Volume 17, Number 1/2
Table of Contents
Supporting Science through the Interoperability of Data and Articles
IJsbrand Jan Aalbersberg
Elsevier, S&T Journals, Content Innovation, The Netherlands
Elsevier, S&T Journals, Content Innovation, The Netherlands
Whereas it is established practice to publish relevant findings of a research project in a scientific article, there are no standards yet as to whether and how to make the underlying research data publicly accessible. According to the recent PARSE.Insight study of the EU, over 84% of scientists think it is useful to link underlying digital research data to peer-reviewed literature. This trend is reinforced by funding bodies, who to an increasing extent require the grantees to deposit their raw datasets at freely accessible repositories. And also the publishing industry believes that raw datasets should be made freely accessible.. This article presents an overview of how Elsevier as a scientific publisher with over 2,000 journals gives context to articles that are available on their full-text platform SciVerse ScienceDirect, by linking out to externally hosted data at the article level, at the entity level, and in a deeply integrated way. With this overview, Elsevier invites dataset repositories to collaborate with publishers to create an optimal interoperability between the formal scientific literature and the associated research data improving the scientific workflow and ultimately supporting science.
Content innovation at Elsevier is about improving the peer-reviewed scientific communication between the author and the reader. For centuries this communication has taken place based on the traditional print format though more recently in the form of the PDF. Whereas the digital revolution brought great improvements to many processes around scholarly communication (like submission, discoverability, access, and archiving), it has had almost no impact on its content, format, and presentation, i.e., on the scientific article itself. One of the ways Elsevier aims at utilizing the new digital possibilities to add value to the scientific article is by putting it in context with external resources that are related to the article and relevant to the respective research community. This can be achieved in two ways.
Linking out from SciVerse ScienceDirect to external resources. Currently, there are two types of linking capabilities in place:
- dataset linking (based on the DOI of an article) and
- entity linking (based on semantic tagging of entities in an article).
- Pulling data from external resources into SciVerse ScienceDirect. A recent example of such a contextualisation is the Protein Viewer, which makes 3D images of proteins from the Protein Data Bank (PDB) available within protein-related articles on SciVerse ScienceDirect.
In the following we will detail and describe examples of these three types of "internet wiring" between scientific articles and research datasets. It thus serves as an invitation to dataset repositories to actively collaborate with publishers to provide a seamless interoperability between scientific articles and their associated datasets, which will result in an improved workflow for the scientist.
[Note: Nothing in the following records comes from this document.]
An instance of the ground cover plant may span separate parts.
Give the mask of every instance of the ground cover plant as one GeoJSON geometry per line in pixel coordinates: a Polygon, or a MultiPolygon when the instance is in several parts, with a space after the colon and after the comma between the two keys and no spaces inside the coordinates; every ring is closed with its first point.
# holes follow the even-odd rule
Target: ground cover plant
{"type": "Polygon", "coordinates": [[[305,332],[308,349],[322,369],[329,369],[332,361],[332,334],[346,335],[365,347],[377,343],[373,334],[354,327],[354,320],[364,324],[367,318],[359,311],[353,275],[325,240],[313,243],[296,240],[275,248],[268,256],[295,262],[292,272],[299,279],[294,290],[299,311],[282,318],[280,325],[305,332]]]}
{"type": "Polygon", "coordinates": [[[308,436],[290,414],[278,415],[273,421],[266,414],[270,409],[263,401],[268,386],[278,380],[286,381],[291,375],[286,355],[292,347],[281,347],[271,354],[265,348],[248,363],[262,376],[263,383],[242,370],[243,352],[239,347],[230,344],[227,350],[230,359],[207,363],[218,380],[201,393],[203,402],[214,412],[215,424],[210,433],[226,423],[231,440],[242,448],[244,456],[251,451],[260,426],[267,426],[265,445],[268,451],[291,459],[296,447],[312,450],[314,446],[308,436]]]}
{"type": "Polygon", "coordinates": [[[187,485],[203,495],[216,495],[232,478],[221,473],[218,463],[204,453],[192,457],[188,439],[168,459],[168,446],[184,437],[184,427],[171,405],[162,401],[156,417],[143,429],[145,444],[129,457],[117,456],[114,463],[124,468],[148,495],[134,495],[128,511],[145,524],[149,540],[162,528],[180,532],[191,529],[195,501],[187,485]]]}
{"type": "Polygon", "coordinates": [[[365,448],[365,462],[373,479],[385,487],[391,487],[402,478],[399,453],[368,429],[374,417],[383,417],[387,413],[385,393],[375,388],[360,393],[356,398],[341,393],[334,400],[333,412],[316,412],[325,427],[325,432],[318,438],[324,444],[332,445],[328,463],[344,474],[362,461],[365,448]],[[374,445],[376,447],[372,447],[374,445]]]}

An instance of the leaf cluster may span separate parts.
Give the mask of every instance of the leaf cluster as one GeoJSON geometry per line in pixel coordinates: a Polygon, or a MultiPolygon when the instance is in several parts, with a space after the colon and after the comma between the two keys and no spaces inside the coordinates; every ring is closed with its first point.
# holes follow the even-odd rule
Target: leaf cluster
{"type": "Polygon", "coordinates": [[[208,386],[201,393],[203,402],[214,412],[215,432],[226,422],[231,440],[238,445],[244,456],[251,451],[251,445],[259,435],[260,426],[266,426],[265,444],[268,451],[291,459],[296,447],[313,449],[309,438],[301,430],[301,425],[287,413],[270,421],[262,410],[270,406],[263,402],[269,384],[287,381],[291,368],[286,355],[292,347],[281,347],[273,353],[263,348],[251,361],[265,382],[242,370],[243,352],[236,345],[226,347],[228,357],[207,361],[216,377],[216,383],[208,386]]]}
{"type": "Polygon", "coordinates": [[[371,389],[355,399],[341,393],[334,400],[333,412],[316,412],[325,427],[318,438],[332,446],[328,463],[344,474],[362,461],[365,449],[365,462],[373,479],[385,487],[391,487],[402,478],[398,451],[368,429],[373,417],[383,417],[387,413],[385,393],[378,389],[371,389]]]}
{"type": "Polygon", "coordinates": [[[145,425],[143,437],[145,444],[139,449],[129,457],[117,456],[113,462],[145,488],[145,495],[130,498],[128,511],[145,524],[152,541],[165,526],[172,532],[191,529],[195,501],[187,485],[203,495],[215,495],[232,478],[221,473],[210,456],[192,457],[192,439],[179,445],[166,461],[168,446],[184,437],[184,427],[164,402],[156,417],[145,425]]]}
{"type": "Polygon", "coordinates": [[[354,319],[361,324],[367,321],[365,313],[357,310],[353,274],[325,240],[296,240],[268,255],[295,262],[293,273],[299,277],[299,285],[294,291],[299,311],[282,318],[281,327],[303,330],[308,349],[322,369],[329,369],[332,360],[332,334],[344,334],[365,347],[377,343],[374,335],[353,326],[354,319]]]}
Scientific research is all about collaboration and never limited to one information source only. In recent years, more and more digital repositories have been set up to host research data in the different fields. Even among information scientists, there is no consensus on the number of such repositories, but "there are clearly thousands in existence" . Not to mention the amount of actual data stored in these repositories, as their individual datasets could easily amount to many terabytes of data in fields like earth and planetary sciences. 
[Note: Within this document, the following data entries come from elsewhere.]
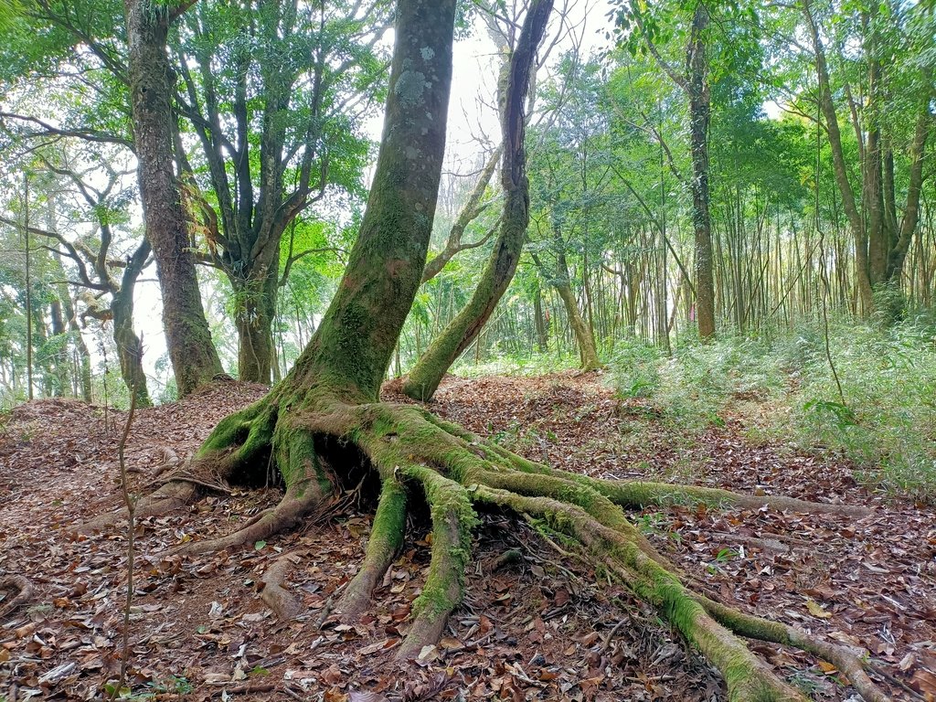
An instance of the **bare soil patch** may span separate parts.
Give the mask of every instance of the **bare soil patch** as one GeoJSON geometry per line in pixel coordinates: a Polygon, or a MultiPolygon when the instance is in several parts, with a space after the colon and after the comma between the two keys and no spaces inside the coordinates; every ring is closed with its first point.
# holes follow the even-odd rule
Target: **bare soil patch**
{"type": "MultiPolygon", "coordinates": [[[[226,414],[264,388],[218,383],[138,413],[127,465],[138,490],[164,448],[194,451],[226,414]]],[[[388,399],[403,401],[387,388],[388,399]]],[[[592,374],[448,378],[432,410],[531,459],[596,477],[695,482],[868,505],[861,519],[674,505],[635,521],[707,593],[746,611],[862,647],[895,698],[936,695],[936,525],[930,510],[868,493],[834,457],[753,445],[741,418],[701,434],[658,427],[651,406],[621,402],[592,374]]],[[[74,526],[119,504],[120,412],[74,401],[17,408],[0,429],[0,577],[23,576],[31,601],[0,620],[7,702],[100,699],[116,677],[124,597],[122,527],[74,526]]],[[[485,517],[468,597],[417,665],[391,663],[429,558],[428,522],[410,524],[400,558],[356,625],[320,623],[355,574],[368,505],[236,552],[172,555],[231,530],[280,495],[276,485],[209,497],[138,526],[133,692],[140,699],[718,700],[724,686],[678,635],[605,573],[560,553],[526,523],[485,517]],[[288,559],[306,611],[278,622],[263,575],[288,559]],[[372,694],[372,696],[364,696],[372,694]]],[[[361,496],[364,499],[364,496],[361,496]]],[[[12,592],[0,592],[0,612],[12,592]]],[[[853,694],[808,655],[756,649],[816,699],[853,694]]],[[[2,697],[0,697],[2,698],[2,697]]]]}

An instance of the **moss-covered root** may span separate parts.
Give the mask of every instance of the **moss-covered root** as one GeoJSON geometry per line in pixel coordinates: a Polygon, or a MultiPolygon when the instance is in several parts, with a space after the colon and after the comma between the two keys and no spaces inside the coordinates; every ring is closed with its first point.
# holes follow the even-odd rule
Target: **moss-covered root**
{"type": "Polygon", "coordinates": [[[792,646],[828,661],[842,673],[865,702],[891,702],[891,698],[868,677],[867,664],[856,653],[810,636],[801,629],[745,614],[699,594],[694,598],[706,611],[731,631],[748,638],[792,646]]]}
{"type": "Polygon", "coordinates": [[[413,624],[397,651],[398,659],[408,660],[423,646],[439,640],[448,615],[461,602],[471,530],[477,519],[467,490],[453,480],[422,465],[401,473],[422,486],[432,519],[432,556],[426,585],[413,604],[413,624]]]}
{"type": "Polygon", "coordinates": [[[402,546],[406,528],[406,490],[395,477],[384,481],[373,516],[364,561],[335,606],[344,621],[357,618],[371,604],[371,595],[402,546]]]}
{"type": "Polygon", "coordinates": [[[286,484],[285,494],[276,506],[232,534],[180,548],[181,553],[211,553],[266,539],[299,525],[303,518],[322,508],[335,494],[330,475],[315,453],[311,432],[282,431],[276,437],[276,464],[286,484]]]}
{"type": "Polygon", "coordinates": [[[614,567],[637,596],[652,604],[696,646],[724,677],[732,702],[805,702],[780,680],[740,639],[712,619],[680,582],[626,535],[601,524],[578,505],[546,497],[518,495],[487,486],[476,500],[545,519],[614,567]]]}

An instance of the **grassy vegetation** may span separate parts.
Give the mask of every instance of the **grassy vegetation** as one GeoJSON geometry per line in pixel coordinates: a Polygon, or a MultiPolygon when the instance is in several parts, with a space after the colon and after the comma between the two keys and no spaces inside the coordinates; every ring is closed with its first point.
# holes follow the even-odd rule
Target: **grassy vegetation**
{"type": "Polygon", "coordinates": [[[743,417],[754,438],[853,461],[866,485],[936,502],[936,319],[890,328],[837,322],[832,361],[821,326],[677,344],[672,358],[639,343],[610,367],[624,398],[646,398],[689,430],[743,417]]]}

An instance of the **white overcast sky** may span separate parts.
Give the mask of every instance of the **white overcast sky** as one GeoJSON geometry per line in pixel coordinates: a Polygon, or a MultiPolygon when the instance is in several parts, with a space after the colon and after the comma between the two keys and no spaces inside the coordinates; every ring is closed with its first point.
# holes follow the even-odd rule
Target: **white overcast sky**
{"type": "MultiPolygon", "coordinates": [[[[556,8],[562,7],[556,3],[556,8]]],[[[603,48],[607,25],[607,0],[569,0],[567,23],[575,27],[581,50],[585,54],[603,48]]],[[[555,20],[555,13],[554,18],[555,20]]],[[[553,22],[550,29],[559,31],[553,22]]],[[[392,32],[388,40],[392,40],[392,32]]],[[[558,58],[571,40],[563,41],[550,55],[558,58]]],[[[471,171],[476,168],[480,151],[477,137],[487,137],[491,142],[499,139],[497,114],[490,107],[493,86],[496,84],[495,50],[483,27],[478,24],[472,36],[459,41],[454,49],[452,92],[448,108],[448,154],[446,168],[471,171]],[[487,104],[485,104],[487,103],[487,104]]],[[[366,129],[377,141],[383,129],[383,116],[367,123],[366,129]]],[[[166,339],[162,327],[162,305],[159,287],[154,278],[154,270],[148,270],[138,285],[135,296],[135,323],[143,334],[145,346],[144,365],[151,382],[151,393],[158,397],[168,377],[167,373],[157,373],[155,363],[166,353],[166,339]]],[[[207,303],[207,300],[206,300],[207,303]]],[[[215,340],[221,342],[223,340],[215,340]]]]}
It is customary on the web that if information is not sufficiently interlinked with other relevant information, it tends to be invisible and thus unused. This also applies to research data: if such data in a data repository is not connected to the relevant literature, it is invisible and then the use and re-use of the data is limited.
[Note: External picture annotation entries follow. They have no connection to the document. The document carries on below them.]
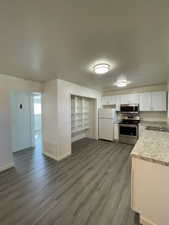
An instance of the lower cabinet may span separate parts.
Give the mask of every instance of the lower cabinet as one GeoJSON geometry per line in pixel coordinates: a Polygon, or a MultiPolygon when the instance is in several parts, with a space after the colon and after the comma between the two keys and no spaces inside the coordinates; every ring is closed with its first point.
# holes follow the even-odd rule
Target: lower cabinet
{"type": "Polygon", "coordinates": [[[114,140],[115,141],[119,140],[119,124],[118,123],[114,124],[114,140]]]}
{"type": "Polygon", "coordinates": [[[169,167],[132,156],[131,207],[142,225],[169,224],[169,167]]]}

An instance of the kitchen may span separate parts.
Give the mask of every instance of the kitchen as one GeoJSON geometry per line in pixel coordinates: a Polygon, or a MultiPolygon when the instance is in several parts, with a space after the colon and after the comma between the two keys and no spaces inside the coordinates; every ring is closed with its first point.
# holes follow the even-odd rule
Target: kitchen
{"type": "Polygon", "coordinates": [[[164,210],[169,208],[167,86],[127,90],[132,91],[138,93],[103,96],[100,113],[113,112],[113,128],[106,125],[109,136],[100,132],[100,138],[135,145],[130,153],[131,207],[141,224],[165,225],[169,221],[164,210]]]}

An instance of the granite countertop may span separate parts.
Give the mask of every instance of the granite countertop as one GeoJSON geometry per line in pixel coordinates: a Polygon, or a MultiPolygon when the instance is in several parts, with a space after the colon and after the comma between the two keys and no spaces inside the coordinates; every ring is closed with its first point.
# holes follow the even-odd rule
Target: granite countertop
{"type": "Polygon", "coordinates": [[[144,121],[141,120],[141,126],[154,126],[154,127],[169,127],[166,121],[144,121]]]}
{"type": "MultiPolygon", "coordinates": [[[[164,127],[164,124],[167,126],[166,122],[161,124],[158,122],[144,123],[145,128],[146,126],[155,125],[164,127]]],[[[169,166],[169,133],[143,130],[141,137],[131,152],[131,156],[169,166]]]]}

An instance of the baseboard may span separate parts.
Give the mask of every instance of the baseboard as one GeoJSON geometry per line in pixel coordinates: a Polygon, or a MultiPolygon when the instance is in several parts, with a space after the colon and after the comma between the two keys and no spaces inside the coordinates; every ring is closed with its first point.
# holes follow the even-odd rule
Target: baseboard
{"type": "Polygon", "coordinates": [[[54,155],[52,155],[52,154],[50,154],[49,152],[43,152],[43,155],[45,155],[46,157],[49,157],[51,159],[54,159],[54,160],[58,161],[57,160],[57,157],[54,156],[54,155]]]}
{"type": "Polygon", "coordinates": [[[5,166],[1,166],[0,167],[0,172],[3,172],[3,171],[8,170],[8,169],[11,169],[12,167],[14,167],[14,163],[9,163],[9,164],[7,164],[5,166]]]}
{"type": "Polygon", "coordinates": [[[157,224],[151,222],[150,220],[148,220],[148,219],[146,219],[146,218],[144,218],[142,216],[140,216],[140,223],[142,225],[157,225],[157,224]]]}

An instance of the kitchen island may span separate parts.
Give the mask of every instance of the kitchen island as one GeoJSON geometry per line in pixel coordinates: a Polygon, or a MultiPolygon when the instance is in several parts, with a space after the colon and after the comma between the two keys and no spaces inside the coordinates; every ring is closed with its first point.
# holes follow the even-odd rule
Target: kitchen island
{"type": "Polygon", "coordinates": [[[146,130],[146,126],[131,152],[131,205],[141,224],[168,225],[169,133],[146,130]]]}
"Dataset linking" aims at bridging this gap that occurs when a research article is available on a publisher's full-text platform such as SciVerse ScienceDirect, while the underlying dataset is hosted on an entirely different service. It is Elsevier's objective to connect such datasets with the article in a bi-directional way: both from the article at SciVerse ScienceDirect to the research dataset and from the dataset to the research article.
Linking to a dataset
SciVerse ScienceDirect has created a generic mechanism to link from articles to datasets. It is based on using the article's DOI as the common linking pin between an article and its dataset, and it enables the dataset repository to position a link to the dataset on the SciVerse ScienceDirect article page. The associated workflow consists of the following five distinct steps:
- Author submits article to publisher.
- Author submits dataset to repository.
- At article publication, repository connects article DOI to associated dataset.
- At article rendering/presentation, repository creates a link (when available).
- SciVerse ScienceDirect user sees (and can follow) link to repository from SciVerse ScienceDirect.
Figure 1: Dataset linking using image-based linking.
The linking mechanism being used between SciVerse ScienceDirect and the data repository is so-called "image-based linking" (see Figure 1). Every time a user views the HTML version of an article, an image-link request containing the article DOI is sent to the external repository, asking whether a dataset is available for that article.
- If yes, then a visible image with the hyperlink to that dataset is returned and will thus indicate to the user that the data repository holds a dataset for this article.
- If not, then the repository also returns an image, but now the image is a transparent 1x1 pixel image. As this image is not visible to the user, s/he does not see a link to any data (at that repository).
Current status of dataset linking
So far, Elsevier has established linking cooperation with two dataset repositories.
Note: in July 2010, the interoperability with PANGAEA was expanded by also embedding a Google Maps application created by PANGAEA for those articles, where such a map is available (see further below).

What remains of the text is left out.